The drama of a solo piano recital lies in a performer measuring herself against perilous musical demands. Yeol Eum Son, who won silver medals at the Van Cliburn Competition in 2009 and the Tchaikovsky Competition in 2011, plays with grace under pressure. The South Korean pianist’s recital Sunday afternoon, presented by the Phillips Collection at the International Student House, showed more than just steely nerve.

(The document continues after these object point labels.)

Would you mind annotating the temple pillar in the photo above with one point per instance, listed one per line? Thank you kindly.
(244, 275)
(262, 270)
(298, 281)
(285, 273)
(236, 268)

Sensitivity of touch and musical phrasing are not necessarily the stuff that wins competitions. In Mozart’s Fantasia in C Minor, K. 475, Son played with a dazzling range of dynamics, patiently giving each musical idea a semi-improvisatory spontaneity. The first part of the set of six pieces in Brahms’s Op. 118 did not flow as effortlessly, especially metronomic and uninspired in the yearning “Intermezzo in A Major.” Greater variety in the voicing of countermelodies lifted the last three pieces, particularly the wandering, enigmatic “Intermezzo in E-flat Minor.”
The low point of the program came with Arvo Part’s “Variations for the Healing of Arinushka for Piano.” Son took this simplistic set of six variations at a good clip, making the bell-like texture more trite than profound. The piece was over so quickly that the audience did not even realize it had come and gone, neglecting to applaud even though Son gave clear signs it was over.
When the program became more virtuosic, in Ravel’s “Valses Nobles et Sentimentales,” Son came back to life. With the first piece she took the listener by the collar and never let go, ranging from wispy and mysterious to a murky haze of sound in the smoky final waltz. Her showmanship came to the fore in the final work, Liszt’s “Mephisto Waltz No. 1,” played with booming power and devilish ferocity in the cackling multi-trills and gossamer right-hand runs.
The first encore, Friedrich Gulda’s “Play by Play,” a bluesy romp, stayed in the same hot vein, while the second, Chopin’s “Waltz in G-flat Major,” Op. 72/1, cooled the audience back down to room temperature.